Las Vegas Sands (NYSE: LVS) has been on a tear for more than two years operationally and on the stock market, partly because of an extremely profitable casino in Singapore. In just the last quarter alone, Marina Bay Sands generated $284.5 million in property EBITDA and a 49% EBITDA margin.

But Marina Bay Sands isn't the only casino in Singapore, and I was shocked to see that Las Vegas Sands' casino is actually performing worse than Genting's Resorts World at Sentosa. Genting's Singapore resort generated $435.1 million in EBITDA during the first quarter, far more than what Sands reported, even if you adjust for the latter's bad luck (which would have brought EBITDA to $311 million).

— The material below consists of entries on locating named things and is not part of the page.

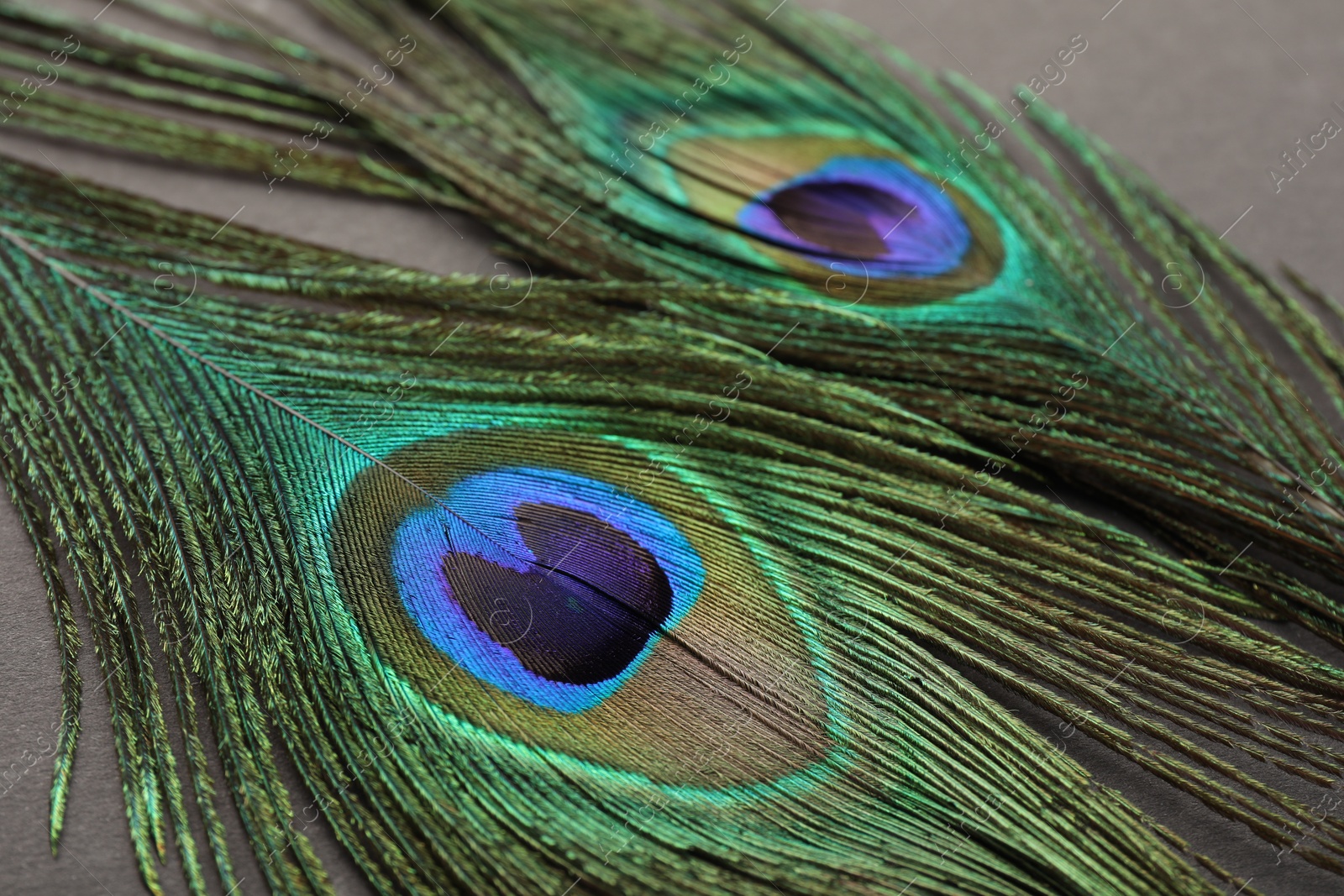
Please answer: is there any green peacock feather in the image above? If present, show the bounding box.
[10,0,1344,631]
[8,0,1344,893]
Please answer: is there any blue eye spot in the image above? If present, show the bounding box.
[738,156,972,278]
[392,468,704,712]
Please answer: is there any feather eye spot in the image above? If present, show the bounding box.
[392,468,704,712]
[738,156,972,278]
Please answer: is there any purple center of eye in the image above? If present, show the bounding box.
[764,181,914,259]
[444,504,672,685]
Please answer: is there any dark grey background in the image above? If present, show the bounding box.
[0,0,1344,896]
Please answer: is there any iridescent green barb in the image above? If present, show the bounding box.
[10,0,1344,623]
[8,0,1344,893]
[8,157,1344,893]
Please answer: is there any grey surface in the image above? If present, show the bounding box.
[0,0,1344,896]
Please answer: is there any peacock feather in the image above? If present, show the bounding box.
[8,0,1344,893]
[10,0,1344,628]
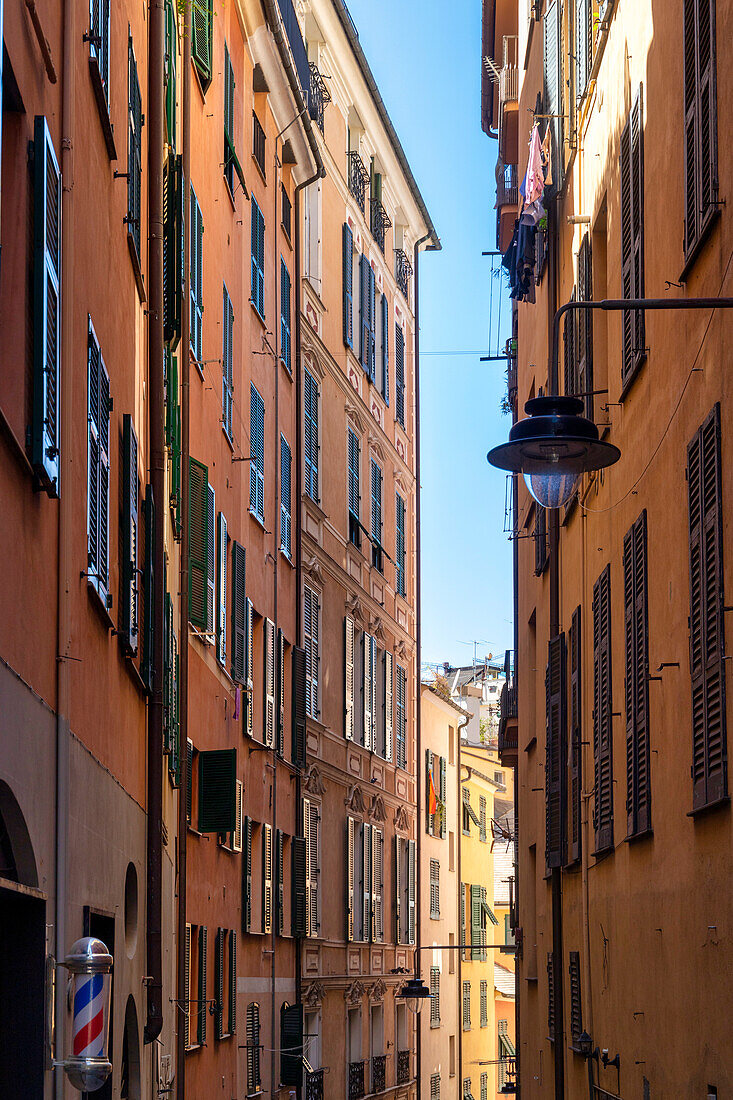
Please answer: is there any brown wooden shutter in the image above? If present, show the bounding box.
[593,565,613,853]
[545,634,567,870]
[687,405,727,810]
[569,607,582,862]
[624,510,652,836]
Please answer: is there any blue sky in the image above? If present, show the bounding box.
[348,0,512,664]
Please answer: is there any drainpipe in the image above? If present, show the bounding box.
[175,0,190,1100]
[144,0,166,1043]
[55,0,77,1086]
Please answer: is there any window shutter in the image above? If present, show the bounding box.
[217,512,227,664]
[569,607,582,862]
[341,222,353,349]
[120,413,139,657]
[621,87,646,386]
[231,542,247,684]
[384,651,394,760]
[545,634,567,870]
[32,114,62,496]
[292,646,306,768]
[343,615,354,741]
[291,836,307,936]
[624,510,652,836]
[188,458,210,630]
[593,565,613,853]
[198,749,237,833]
[687,405,727,810]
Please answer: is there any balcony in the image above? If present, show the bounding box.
[372,1054,386,1092]
[499,34,519,164]
[349,1062,367,1100]
[305,1069,324,1100]
[348,150,369,213]
[394,249,413,298]
[496,161,519,252]
[369,199,392,254]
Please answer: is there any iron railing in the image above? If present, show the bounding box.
[369,199,392,253]
[349,150,369,213]
[349,1062,367,1100]
[394,249,413,298]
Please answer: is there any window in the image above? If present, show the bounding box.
[190,186,204,371]
[624,510,652,836]
[685,0,719,261]
[303,584,320,718]
[430,859,440,920]
[348,428,361,547]
[280,257,293,374]
[125,35,143,261]
[394,325,405,428]
[395,664,407,768]
[250,197,264,321]
[371,459,384,573]
[87,318,112,607]
[687,405,727,810]
[430,966,440,1027]
[394,493,407,596]
[303,367,318,504]
[32,116,61,496]
[280,436,292,559]
[593,565,613,853]
[621,87,646,388]
[247,1001,262,1092]
[250,383,264,524]
[221,286,234,441]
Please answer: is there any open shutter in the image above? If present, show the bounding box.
[545,634,567,870]
[31,117,62,496]
[687,404,727,810]
[343,615,354,741]
[120,413,139,657]
[341,222,353,348]
[593,565,613,853]
[198,749,237,833]
[188,458,210,630]
[569,607,582,862]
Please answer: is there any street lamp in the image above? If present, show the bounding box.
[486,397,621,508]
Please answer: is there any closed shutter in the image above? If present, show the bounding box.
[120,413,139,657]
[624,510,652,836]
[593,565,613,853]
[31,116,62,496]
[343,615,354,741]
[687,405,727,810]
[341,222,353,348]
[250,383,264,523]
[621,87,646,386]
[188,459,209,630]
[291,646,307,768]
[569,607,582,862]
[198,749,237,833]
[685,0,718,259]
[568,952,583,1046]
[384,651,394,760]
[545,634,567,870]
[262,618,275,748]
[231,542,247,684]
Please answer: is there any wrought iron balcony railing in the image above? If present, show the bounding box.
[349,150,369,213]
[394,249,413,298]
[349,1062,367,1100]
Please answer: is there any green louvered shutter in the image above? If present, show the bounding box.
[31,116,62,496]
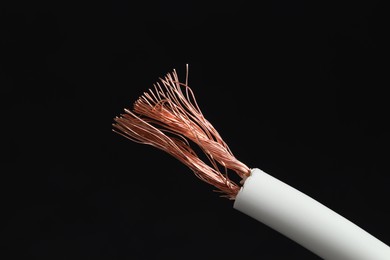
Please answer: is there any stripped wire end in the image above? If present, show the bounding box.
[113,65,250,200]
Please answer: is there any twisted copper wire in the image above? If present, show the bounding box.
[113,67,250,199]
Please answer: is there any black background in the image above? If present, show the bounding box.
[0,0,390,259]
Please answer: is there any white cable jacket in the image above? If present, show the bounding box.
[233,169,390,260]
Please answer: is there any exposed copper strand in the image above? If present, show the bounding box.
[113,65,250,199]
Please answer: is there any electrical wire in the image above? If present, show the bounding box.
[112,65,390,260]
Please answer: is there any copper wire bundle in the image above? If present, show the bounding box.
[113,66,390,260]
[113,66,250,199]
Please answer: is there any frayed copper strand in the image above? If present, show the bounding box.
[113,67,250,199]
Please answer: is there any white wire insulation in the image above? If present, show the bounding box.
[233,168,390,260]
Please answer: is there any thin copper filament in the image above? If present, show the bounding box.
[113,66,250,199]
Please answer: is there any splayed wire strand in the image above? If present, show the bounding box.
[113,66,250,199]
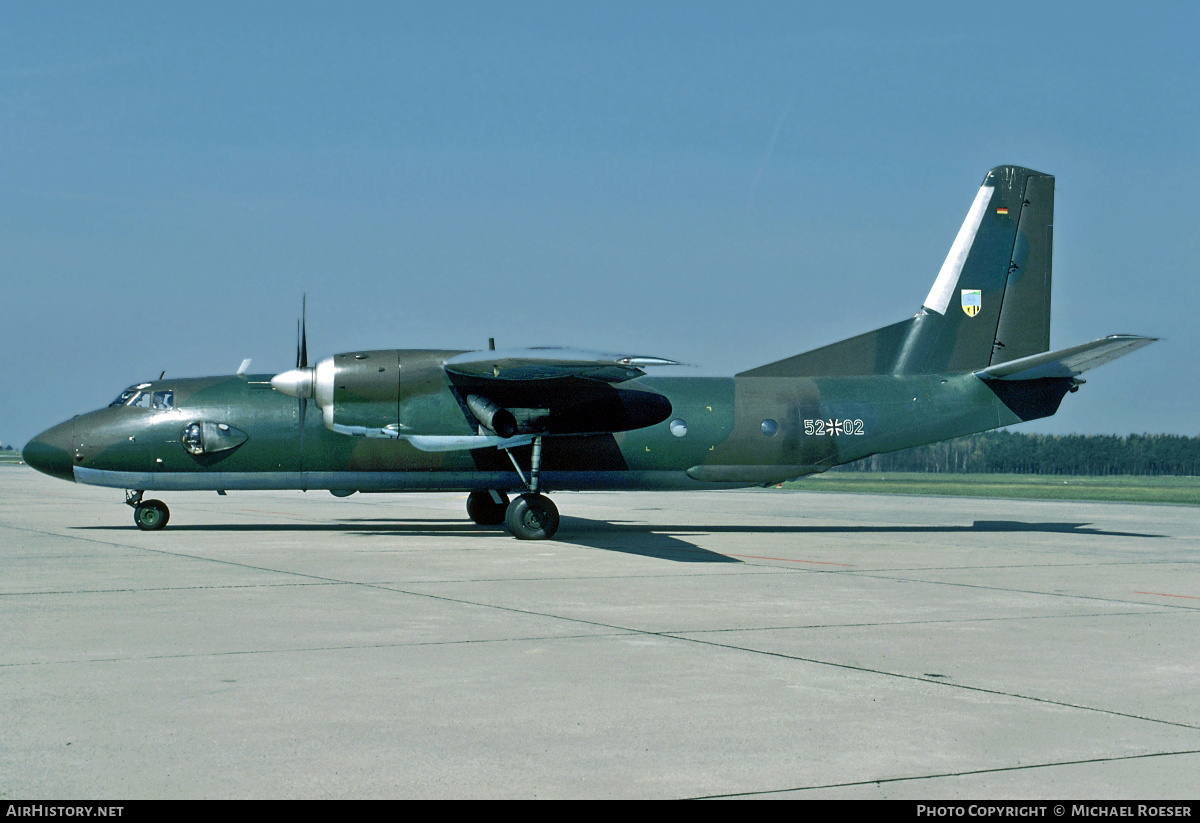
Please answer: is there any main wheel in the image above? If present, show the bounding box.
[133,500,170,531]
[504,494,558,540]
[467,492,509,525]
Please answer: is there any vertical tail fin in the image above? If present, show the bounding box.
[743,166,1054,377]
[894,166,1054,374]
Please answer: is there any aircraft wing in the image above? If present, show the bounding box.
[974,335,1158,380]
[444,347,680,383]
[443,348,679,447]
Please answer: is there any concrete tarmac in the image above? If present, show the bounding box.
[0,467,1200,799]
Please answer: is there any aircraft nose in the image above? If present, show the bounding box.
[20,426,74,481]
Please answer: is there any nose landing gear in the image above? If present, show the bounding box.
[125,489,170,531]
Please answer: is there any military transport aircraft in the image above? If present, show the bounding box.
[24,166,1156,540]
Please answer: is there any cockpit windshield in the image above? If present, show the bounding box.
[108,386,138,408]
[108,383,175,412]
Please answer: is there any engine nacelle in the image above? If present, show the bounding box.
[271,349,474,438]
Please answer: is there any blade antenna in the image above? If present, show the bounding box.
[296,292,308,368]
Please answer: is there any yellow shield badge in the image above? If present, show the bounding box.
[962,289,983,317]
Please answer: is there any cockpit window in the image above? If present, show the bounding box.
[109,384,175,410]
[108,386,138,407]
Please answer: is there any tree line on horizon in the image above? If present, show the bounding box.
[839,429,1200,476]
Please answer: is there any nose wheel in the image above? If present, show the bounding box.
[125,491,170,531]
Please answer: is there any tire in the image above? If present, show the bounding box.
[133,500,170,531]
[504,494,558,540]
[467,492,509,525]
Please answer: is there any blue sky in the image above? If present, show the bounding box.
[0,2,1200,445]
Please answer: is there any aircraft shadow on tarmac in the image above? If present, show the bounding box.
[77,517,1164,563]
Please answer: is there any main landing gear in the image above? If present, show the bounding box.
[467,435,558,540]
[125,489,170,531]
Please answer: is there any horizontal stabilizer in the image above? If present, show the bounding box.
[444,347,680,383]
[974,335,1158,380]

The rival's revenue growth was even more impressive. Marina Bay Sands revenue grew just 4.4% sequentially in the first quarter while Resorts World Sentosa grew nearly 18% from the fourth quarter. And that should continue to improve once the company opens its Universal Studios Singapore park in two weeks.

The comparison should be taken with a grain of salt, but the numbers are very interesting. Marina Bay Sands is a convention-driven resort in the heart of downtown Singapore, while Resorts World is like Disney World with gambling.

The envy of the room
Of course, competitors would love to have a casino like Marina Bay Sands in their portfolios. MGM Resorts (NYSE: MGM) spent more money to build CityCenter than either Singapore development cost and will take a year to generate the EBITDA both generated in just one quarter.

Melco Crown (Nasdaq: MPEL) and Wynn Resorts (Nasdaq: WYNN) are both in much better shape than MGM and are raking in money in Macau but would also love to have a piece of the Singapore market.

Las Vegas Sands has done well in Singapore, but with less than half of the market share I wonder if the company could be doing even better?